• New vehicle for North American market to be built in Tennessee
  • VW says American market remains important for strategy

Volkswagen AG will maintain a $900 million investment plan to build a new sport-utility vehicle for North America at its only U.S. manufacturing site even as cost cuts loom in the wake of the company’s diesel-emission manipulation scandal.

“The American market is and will remain a strategically important market for Volkswagen,” spokesman Eric Felber said by phone.

Europe’s largest automaker approved a project last year to spend $900 million, including $600 million at its factory in Chattanooga, Tennessee, to build a seven-seat SUV starting next year as part of a broader push to become more than a niche player in U.S. The Wolfsburg, Germany-based company expanded in China and gained market share in Europe over the last years, but its latest effort to win over American buyers with a version of the mid-sized Passat sedan ran out of steam.

VW’s admission last month that it rigged emission tests for some of its diesel models and has to recall as many as 11 million cars worldwide including 480,000 in the U.S. has thrown its plans for North America into question.

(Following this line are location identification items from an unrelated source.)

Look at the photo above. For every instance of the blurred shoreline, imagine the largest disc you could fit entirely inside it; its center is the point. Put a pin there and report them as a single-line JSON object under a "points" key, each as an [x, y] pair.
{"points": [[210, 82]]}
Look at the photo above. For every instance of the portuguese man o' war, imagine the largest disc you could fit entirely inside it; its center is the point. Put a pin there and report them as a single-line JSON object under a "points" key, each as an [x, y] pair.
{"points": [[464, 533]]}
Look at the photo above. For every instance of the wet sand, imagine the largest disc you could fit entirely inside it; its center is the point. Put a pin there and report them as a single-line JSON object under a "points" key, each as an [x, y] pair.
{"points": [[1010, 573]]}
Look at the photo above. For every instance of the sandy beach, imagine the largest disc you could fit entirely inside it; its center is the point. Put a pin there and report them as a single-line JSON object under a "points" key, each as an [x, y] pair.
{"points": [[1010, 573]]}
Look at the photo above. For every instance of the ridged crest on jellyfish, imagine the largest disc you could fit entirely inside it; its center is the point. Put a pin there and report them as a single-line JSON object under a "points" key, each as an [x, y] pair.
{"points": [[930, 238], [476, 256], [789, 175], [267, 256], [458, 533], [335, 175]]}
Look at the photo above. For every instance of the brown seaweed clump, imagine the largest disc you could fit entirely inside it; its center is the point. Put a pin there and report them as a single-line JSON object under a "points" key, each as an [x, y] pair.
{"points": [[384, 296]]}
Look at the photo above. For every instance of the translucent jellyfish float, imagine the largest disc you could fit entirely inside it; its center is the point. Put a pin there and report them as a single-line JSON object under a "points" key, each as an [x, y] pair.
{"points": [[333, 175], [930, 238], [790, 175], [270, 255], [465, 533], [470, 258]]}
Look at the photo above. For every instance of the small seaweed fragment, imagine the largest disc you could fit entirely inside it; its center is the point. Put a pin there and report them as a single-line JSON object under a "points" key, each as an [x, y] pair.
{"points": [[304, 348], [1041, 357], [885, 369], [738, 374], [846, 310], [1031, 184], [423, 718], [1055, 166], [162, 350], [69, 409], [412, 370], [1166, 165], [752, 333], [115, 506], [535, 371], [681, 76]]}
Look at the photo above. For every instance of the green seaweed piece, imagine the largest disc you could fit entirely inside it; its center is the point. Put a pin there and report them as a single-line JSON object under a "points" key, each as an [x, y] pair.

The carmaker earlier this month said it will lower spending at its namesake passenger-car brand by 1 billion euros ($1.1 billion) per year to help weather the financial fallout from fixing the cars as well as related lawsuits and regulatory probes. VW set aside 6.5 billion euros in provisions in the third quarter, but acknowledged that this won’t be enough.

VW is scheduled to report third-quarter earnings on Wednesday and will probably post a 3.27 billion-euro operating loss, compared with a 3.23 billion euro profit a year ago, according to 11 analyst estimates compiled by Bloomberg.